Traducteur de la Bible -

Ce 8 avril 2009, veille de Pessah, Henri Meschonnic nous a quitté.

Veille de Pessah, en pleine préparation de la fête des Matsot, de la fête de la liberté, ce grand esprit libre s’en va ! A l’heure où l’on change totalement de rythme pour mieux célébrer la liberté.

Pessah nous apprend à mettre du blanc, de la respiration, du langage dans la nourriture, nourriture qui joue de la temporalité orale. Pessah, « la bouche qui parle », pas pour ne rien dire, mais apporter du signifiant.

Henri Meschonnic est né à Paris en 1932. C’était un poète, un traducteur de grand talent, un critique, un théoricien du langage. Pour moi c’était également un ami, de loin, de ces amis qu’on ose déranger dans leur travail. C’était aussi un homme d’un formidable humour à la langue terriblement aiguisée et au tempérament trempé dans les vraies épreuves de la vie, de la survie (il fut un enfant caché). C’était aussi un juif debout, un juif du langage, un juif du verbe, ni du dogme et ni du baratin, mais de la pensée au plus prêt du texte.

Henri Meschonnic a notamment été lauréat des prix Max Jacob en 1972 et Mallarmé en 1986. Il a reçu en 2006 le Prix de littérature francophone Nathan Katz pour l’ensemble de son œuvre. Il fut président du Centre national des lettres.

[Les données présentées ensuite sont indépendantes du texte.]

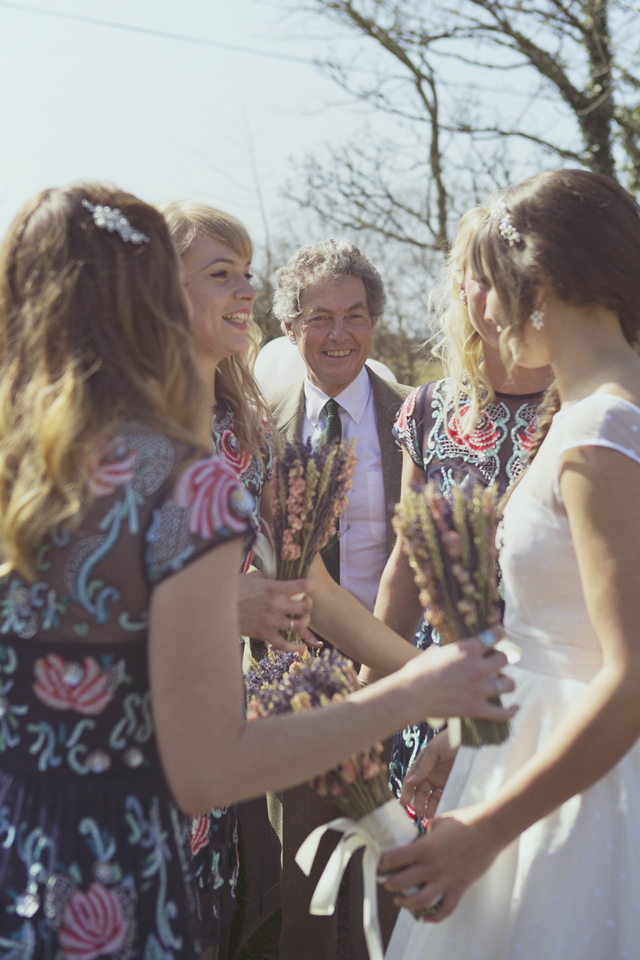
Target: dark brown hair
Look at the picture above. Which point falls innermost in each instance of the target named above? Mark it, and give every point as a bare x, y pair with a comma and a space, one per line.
579, 233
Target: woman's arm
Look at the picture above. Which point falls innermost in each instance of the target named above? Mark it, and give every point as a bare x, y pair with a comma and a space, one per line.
211, 756
600, 489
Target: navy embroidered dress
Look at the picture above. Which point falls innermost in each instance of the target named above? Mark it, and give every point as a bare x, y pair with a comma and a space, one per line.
214, 853
429, 428
93, 849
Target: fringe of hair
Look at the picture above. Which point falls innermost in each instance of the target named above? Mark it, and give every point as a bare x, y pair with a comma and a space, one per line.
235, 382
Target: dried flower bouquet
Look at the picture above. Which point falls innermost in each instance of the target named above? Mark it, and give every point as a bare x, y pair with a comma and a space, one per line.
450, 542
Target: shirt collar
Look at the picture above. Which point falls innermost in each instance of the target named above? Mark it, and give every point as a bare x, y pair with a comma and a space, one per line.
353, 398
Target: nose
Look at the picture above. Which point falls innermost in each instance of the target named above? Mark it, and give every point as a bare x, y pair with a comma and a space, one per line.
246, 290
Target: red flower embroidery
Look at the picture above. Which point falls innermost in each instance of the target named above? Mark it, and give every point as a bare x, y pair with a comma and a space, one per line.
109, 465
69, 686
93, 924
406, 411
199, 832
233, 452
484, 435
216, 496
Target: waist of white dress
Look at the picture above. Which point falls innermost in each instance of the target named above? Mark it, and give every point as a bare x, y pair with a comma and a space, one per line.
553, 657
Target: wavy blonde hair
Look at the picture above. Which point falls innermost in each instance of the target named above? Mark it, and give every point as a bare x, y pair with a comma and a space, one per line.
187, 220
459, 346
93, 331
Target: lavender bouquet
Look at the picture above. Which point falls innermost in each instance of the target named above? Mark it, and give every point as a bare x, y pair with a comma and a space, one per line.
450, 542
291, 682
311, 489
359, 786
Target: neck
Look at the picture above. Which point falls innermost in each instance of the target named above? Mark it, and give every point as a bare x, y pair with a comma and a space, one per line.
591, 354
518, 380
207, 369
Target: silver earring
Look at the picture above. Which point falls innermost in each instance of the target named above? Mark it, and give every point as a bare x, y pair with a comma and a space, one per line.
537, 319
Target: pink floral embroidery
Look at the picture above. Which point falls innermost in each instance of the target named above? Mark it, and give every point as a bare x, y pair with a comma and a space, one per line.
406, 412
109, 465
199, 833
217, 498
93, 924
527, 436
67, 686
233, 452
483, 437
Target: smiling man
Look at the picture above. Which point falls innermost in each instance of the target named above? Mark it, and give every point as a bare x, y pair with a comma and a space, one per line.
328, 299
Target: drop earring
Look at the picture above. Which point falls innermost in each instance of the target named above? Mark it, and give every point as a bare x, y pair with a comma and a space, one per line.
537, 319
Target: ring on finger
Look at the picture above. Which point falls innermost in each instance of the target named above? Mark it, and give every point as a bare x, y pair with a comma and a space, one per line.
488, 640
432, 908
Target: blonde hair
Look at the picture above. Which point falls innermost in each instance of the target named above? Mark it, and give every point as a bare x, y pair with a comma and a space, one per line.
235, 383
93, 331
460, 345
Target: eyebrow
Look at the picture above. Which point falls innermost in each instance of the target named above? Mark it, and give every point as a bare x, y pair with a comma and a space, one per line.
354, 306
221, 260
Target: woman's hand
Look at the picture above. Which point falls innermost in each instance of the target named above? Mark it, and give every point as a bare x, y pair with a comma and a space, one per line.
458, 679
426, 778
265, 608
458, 849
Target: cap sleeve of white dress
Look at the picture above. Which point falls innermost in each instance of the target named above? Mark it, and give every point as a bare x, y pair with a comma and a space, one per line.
601, 420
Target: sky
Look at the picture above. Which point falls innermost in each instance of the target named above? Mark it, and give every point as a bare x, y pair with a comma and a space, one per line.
166, 118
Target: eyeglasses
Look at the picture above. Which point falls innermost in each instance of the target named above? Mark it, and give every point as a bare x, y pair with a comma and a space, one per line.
323, 322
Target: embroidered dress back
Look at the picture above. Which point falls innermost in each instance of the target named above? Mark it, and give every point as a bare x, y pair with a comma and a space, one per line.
92, 847
568, 887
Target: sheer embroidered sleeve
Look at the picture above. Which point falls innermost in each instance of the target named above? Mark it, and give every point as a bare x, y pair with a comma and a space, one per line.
206, 506
408, 429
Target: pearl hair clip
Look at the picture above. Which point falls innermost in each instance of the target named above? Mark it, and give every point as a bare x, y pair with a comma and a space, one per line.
113, 221
508, 232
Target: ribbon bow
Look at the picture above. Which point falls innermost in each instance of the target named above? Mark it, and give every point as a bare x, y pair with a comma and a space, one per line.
387, 827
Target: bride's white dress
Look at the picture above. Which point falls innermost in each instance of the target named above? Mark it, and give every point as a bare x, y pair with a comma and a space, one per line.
569, 887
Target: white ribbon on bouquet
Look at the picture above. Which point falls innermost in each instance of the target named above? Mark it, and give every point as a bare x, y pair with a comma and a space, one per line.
385, 828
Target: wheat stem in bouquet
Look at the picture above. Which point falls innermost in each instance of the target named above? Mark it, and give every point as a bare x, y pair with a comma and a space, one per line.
450, 543
311, 489
359, 785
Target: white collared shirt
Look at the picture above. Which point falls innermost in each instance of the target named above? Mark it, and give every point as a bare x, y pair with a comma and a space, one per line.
363, 528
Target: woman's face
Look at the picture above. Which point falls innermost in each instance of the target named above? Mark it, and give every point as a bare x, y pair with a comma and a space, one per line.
218, 285
475, 295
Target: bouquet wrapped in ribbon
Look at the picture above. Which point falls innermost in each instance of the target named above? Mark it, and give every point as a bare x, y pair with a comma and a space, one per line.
375, 819
450, 542
311, 489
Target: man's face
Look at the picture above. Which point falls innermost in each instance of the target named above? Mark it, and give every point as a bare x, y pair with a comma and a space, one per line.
333, 332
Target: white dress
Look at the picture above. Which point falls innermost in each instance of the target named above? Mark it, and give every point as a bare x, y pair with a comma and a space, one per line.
569, 886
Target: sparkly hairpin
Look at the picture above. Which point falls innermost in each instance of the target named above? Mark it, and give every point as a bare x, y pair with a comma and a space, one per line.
114, 222
508, 232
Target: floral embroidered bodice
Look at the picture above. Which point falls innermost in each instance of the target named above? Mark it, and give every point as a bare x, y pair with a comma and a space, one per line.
253, 473
495, 450
93, 851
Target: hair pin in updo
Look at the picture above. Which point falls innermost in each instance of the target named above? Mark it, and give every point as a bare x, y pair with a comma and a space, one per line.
106, 218
508, 232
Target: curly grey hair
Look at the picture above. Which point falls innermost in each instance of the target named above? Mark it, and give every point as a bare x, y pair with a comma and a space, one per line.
330, 259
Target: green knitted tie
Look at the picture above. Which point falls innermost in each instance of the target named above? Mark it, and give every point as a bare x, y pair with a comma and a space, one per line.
332, 433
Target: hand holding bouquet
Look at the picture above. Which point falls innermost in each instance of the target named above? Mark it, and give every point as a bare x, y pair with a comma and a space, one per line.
311, 489
451, 548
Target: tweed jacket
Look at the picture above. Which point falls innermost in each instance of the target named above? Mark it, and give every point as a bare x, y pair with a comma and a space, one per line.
287, 407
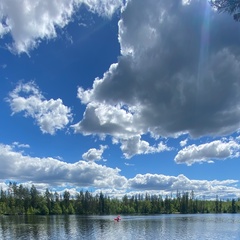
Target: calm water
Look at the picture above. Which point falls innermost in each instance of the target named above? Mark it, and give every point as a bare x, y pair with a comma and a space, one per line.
164, 227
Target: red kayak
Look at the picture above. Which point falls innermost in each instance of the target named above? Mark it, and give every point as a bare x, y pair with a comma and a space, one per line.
117, 218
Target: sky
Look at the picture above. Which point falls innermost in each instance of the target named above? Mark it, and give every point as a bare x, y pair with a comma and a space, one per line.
122, 97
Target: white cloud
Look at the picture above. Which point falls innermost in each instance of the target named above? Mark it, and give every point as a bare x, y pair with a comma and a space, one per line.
183, 142
134, 146
156, 183
208, 152
50, 115
94, 154
31, 21
177, 74
56, 175
16, 166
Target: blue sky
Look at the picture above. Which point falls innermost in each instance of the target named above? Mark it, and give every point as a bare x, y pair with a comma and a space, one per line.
120, 97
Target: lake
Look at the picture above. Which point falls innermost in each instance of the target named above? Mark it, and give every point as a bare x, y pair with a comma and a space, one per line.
164, 227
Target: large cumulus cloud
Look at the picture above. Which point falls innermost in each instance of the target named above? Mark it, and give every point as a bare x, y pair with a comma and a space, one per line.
178, 73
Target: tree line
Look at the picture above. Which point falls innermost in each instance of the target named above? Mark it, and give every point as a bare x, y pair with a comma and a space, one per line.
18, 200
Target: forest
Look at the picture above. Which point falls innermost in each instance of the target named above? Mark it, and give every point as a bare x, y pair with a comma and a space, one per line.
19, 200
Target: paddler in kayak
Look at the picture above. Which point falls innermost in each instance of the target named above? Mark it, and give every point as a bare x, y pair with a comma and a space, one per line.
117, 218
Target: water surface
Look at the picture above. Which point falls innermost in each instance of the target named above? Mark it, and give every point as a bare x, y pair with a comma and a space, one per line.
164, 227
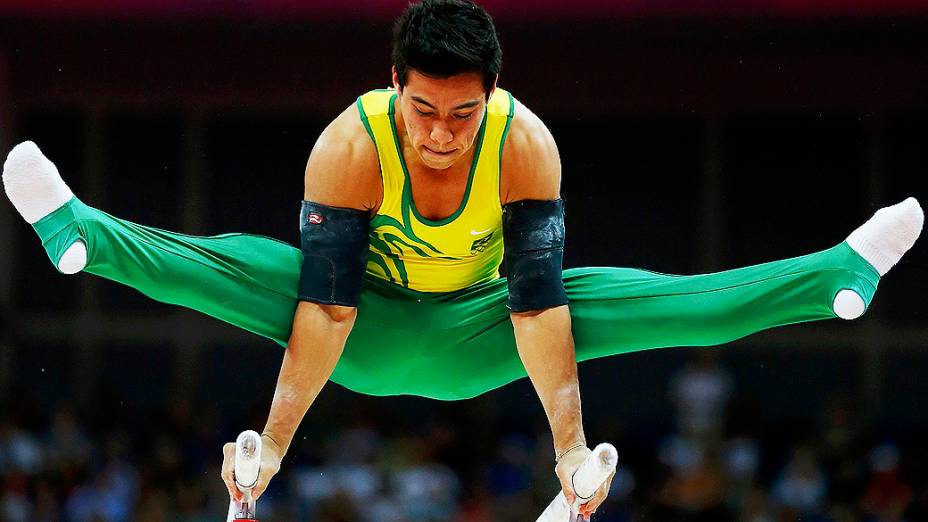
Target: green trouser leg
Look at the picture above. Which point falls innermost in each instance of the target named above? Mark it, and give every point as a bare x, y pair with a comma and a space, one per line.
454, 345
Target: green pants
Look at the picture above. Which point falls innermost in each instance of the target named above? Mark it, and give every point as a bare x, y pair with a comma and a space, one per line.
454, 345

Henri Meschonnic a proposé une anthropologie historique du langage qui engage la pensée du rythme. Dans une langue, ce qui fait sens, c’est le rythme. Le rythme est l’espace où la langue, soumise aux lois sociales et grammaticales, offre un espace de liberté au « sujet parlant ».

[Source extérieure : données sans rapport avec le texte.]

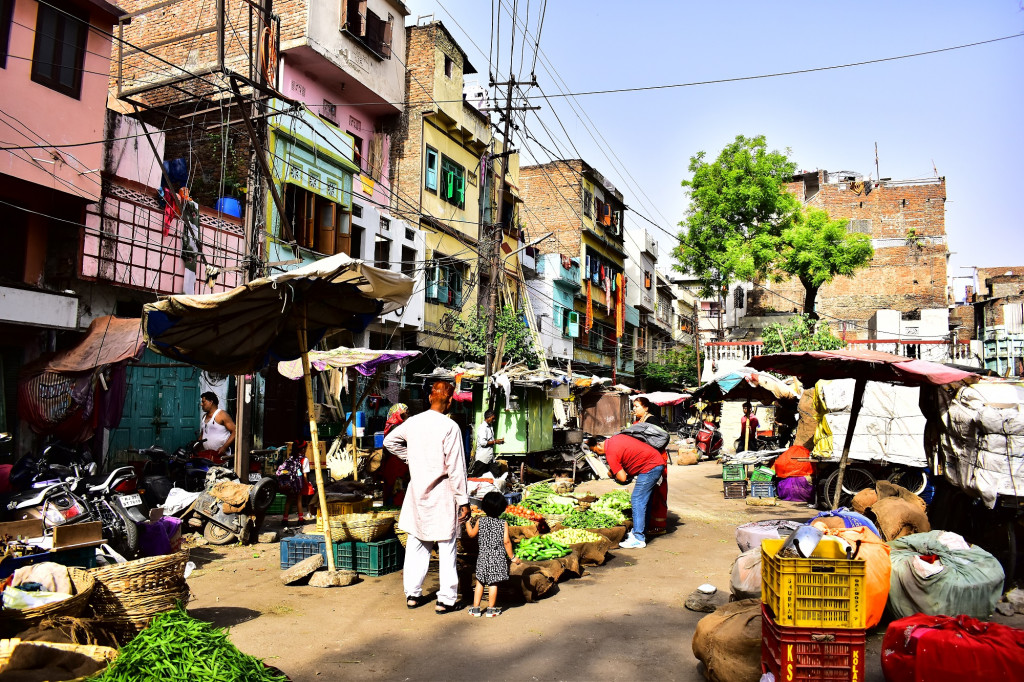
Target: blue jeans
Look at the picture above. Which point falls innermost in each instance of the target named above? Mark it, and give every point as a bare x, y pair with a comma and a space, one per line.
643, 485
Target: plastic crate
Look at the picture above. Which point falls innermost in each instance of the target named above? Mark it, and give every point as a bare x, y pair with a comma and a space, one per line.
734, 489
733, 472
83, 557
301, 547
805, 653
762, 488
823, 591
379, 558
276, 507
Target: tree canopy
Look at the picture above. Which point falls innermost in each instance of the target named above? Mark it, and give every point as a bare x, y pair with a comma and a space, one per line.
744, 224
472, 335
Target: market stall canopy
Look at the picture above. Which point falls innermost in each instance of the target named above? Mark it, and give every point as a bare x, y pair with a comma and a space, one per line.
745, 384
109, 340
363, 360
246, 329
866, 365
663, 398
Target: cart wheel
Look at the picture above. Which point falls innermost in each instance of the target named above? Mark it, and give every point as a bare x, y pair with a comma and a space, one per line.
854, 480
914, 480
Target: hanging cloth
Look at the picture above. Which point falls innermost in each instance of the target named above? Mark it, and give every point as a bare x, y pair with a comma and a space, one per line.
588, 322
620, 307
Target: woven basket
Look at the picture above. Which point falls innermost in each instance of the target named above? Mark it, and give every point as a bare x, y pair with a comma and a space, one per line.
369, 527
130, 594
83, 583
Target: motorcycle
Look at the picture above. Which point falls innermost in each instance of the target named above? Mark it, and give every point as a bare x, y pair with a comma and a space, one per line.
113, 499
709, 442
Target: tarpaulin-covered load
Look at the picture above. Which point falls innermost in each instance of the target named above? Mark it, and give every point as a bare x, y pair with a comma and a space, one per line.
891, 426
981, 437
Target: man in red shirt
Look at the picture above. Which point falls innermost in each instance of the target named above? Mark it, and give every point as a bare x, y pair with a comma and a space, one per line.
631, 457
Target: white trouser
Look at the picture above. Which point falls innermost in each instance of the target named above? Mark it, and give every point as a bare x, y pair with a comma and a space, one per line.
418, 561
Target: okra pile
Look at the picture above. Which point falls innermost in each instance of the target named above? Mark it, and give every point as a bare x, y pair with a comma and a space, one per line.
176, 647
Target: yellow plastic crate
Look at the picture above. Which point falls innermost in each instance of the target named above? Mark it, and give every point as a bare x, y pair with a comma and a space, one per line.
339, 508
823, 591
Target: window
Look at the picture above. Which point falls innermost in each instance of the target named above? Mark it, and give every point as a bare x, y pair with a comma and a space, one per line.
382, 253
372, 31
453, 182
430, 175
6, 9
444, 283
409, 261
318, 224
59, 52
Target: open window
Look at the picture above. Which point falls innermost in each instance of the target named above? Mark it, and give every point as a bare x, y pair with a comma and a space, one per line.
320, 224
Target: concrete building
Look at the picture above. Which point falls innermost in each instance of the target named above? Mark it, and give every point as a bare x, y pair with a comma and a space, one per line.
53, 60
586, 214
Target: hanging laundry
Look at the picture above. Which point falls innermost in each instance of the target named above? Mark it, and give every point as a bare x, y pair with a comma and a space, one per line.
588, 322
620, 307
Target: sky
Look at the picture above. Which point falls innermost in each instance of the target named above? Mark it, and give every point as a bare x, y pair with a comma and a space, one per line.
960, 113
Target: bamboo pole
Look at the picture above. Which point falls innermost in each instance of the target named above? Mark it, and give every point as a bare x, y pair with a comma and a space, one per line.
858, 397
314, 437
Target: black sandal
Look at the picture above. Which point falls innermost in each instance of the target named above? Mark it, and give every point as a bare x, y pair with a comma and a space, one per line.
446, 608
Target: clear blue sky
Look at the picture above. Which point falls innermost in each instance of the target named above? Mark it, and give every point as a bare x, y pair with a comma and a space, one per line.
962, 111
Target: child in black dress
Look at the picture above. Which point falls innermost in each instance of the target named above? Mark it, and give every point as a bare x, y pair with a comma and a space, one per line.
496, 552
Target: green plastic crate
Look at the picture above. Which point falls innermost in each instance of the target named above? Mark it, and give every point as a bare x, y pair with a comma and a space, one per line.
379, 558
733, 472
276, 507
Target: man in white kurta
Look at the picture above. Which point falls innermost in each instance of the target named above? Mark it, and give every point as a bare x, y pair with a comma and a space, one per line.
436, 500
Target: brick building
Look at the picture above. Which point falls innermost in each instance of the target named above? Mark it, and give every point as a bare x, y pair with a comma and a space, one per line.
586, 214
906, 222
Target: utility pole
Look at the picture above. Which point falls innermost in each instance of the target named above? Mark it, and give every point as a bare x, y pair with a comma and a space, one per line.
497, 237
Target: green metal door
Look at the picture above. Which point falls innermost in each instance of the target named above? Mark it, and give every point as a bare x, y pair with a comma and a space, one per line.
161, 406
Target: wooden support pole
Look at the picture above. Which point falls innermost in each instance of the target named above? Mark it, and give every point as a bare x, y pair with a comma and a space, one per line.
314, 437
858, 397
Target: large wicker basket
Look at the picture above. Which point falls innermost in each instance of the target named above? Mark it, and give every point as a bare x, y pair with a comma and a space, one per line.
130, 594
13, 621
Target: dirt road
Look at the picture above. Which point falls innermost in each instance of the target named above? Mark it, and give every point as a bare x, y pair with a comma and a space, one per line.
623, 621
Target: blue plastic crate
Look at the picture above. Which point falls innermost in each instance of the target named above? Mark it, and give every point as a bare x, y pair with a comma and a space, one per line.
301, 547
379, 558
84, 557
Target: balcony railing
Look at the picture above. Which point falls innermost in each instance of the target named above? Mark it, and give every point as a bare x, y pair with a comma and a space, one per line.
936, 351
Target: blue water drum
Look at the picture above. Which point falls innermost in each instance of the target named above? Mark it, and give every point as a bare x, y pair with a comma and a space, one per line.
228, 206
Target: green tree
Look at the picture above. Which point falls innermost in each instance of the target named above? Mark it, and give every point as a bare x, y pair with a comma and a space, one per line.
816, 250
472, 335
744, 224
738, 209
801, 333
676, 367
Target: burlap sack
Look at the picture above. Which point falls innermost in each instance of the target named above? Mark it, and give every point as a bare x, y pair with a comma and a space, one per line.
529, 581
728, 642
896, 517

Une série d’essais, depuis Pour la poétique jusqu’à Politique du rythme, Poétique du rythme en passant par Critique du rythme, Anthropologie historique du langage ont engagé un chantier considérable.
Selon Meschonnic, le rythme est le mouvement de la parole dans l’écriture. Il traduira ses principes sur le rythme comme traducteur de la Bible et comme poète.

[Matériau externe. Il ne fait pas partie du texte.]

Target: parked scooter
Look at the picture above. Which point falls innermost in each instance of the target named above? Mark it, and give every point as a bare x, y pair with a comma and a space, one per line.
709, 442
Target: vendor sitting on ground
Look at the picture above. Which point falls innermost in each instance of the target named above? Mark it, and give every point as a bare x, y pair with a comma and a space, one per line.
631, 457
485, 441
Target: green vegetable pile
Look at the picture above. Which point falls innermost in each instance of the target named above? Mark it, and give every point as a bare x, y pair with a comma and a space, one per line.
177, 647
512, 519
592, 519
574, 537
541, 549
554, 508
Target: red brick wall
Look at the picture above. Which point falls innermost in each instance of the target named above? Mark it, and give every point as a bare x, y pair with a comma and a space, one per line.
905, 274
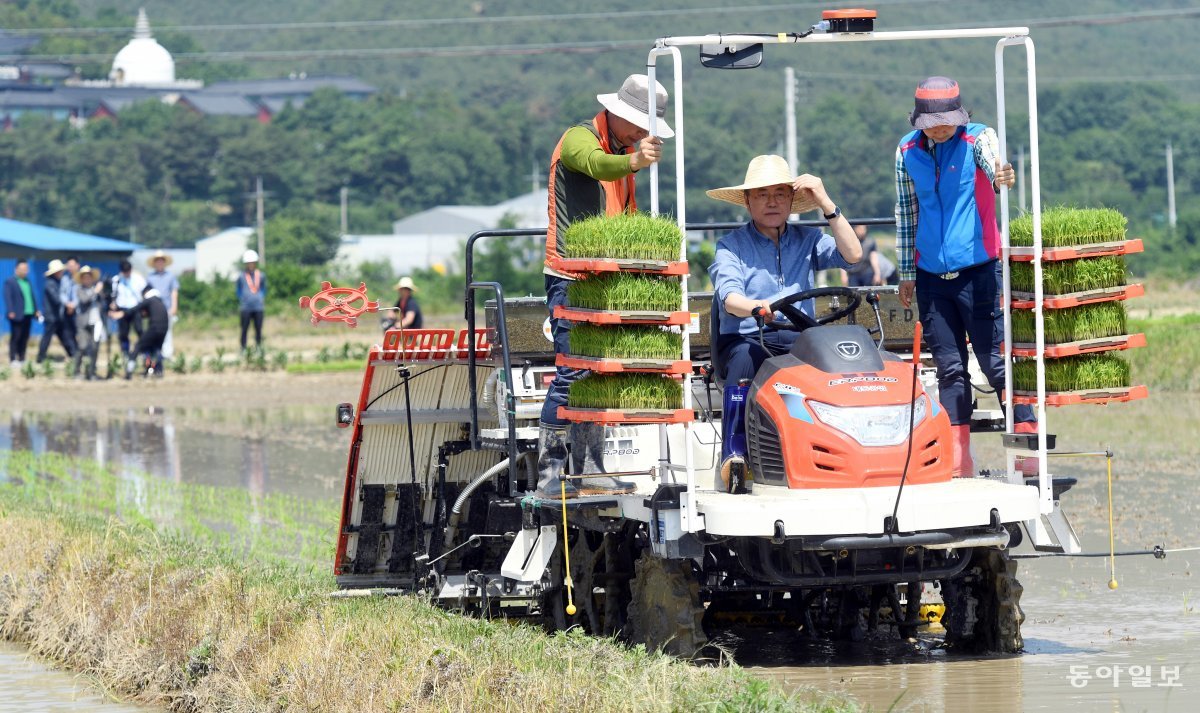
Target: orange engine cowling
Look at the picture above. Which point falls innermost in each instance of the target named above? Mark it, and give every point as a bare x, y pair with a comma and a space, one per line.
813, 423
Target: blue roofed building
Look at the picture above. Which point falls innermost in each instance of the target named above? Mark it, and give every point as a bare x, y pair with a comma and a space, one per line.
42, 244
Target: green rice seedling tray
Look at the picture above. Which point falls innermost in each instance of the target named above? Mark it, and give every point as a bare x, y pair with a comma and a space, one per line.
1078, 324
1073, 252
616, 415
1114, 343
1069, 276
603, 365
1063, 225
1093, 396
623, 316
673, 268
627, 235
1025, 300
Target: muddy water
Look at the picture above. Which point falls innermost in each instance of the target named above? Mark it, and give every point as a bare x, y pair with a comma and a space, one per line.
1074, 623
30, 687
294, 450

Il entreprit de traduire la Bible dans le souci, non seulement de trouver le mot juste, mais également, et c’est toute l’originalité de sa traduction, de transcrire le rythme si particulier de l’hébreu biblique qui ne connaît pas l’opposition vers/prose, en s’appuyant systématiquement sur les taamim, les signes de cantillation de la massora et en les remplaçant, en français, par des espaces. La démarche est absolument nouvelle. De plus il accompagna sa traduction d’un appareil de notes comparatives avec les autres traductions des plus instructif, reflet de son humour et de son érudition.

Juif non religieux, il choisit les textes bibliques les plus centraux de la liturgie juive. C’est-à-dire, ceux de la Tora, (hélas, cette traduction n’est pas encore publiée intégralement), lus chaque shabbat ; les cinq meguilot, lues à chaque fête juive ; Jonas lu à Kippour et enfin les Psaumes, qu’il nomma Gloires, accompagnant le juif en prière. Il faut espérer que l’ensemble de ces traductions au rythme de la liturgie juive sera un jour publié en un volume, accompagné de l’original hébreu, susceptible de servir dans les synagogues et de livre de référence au petit cercle de ceux qui aiment à mettre ces textes en bouche.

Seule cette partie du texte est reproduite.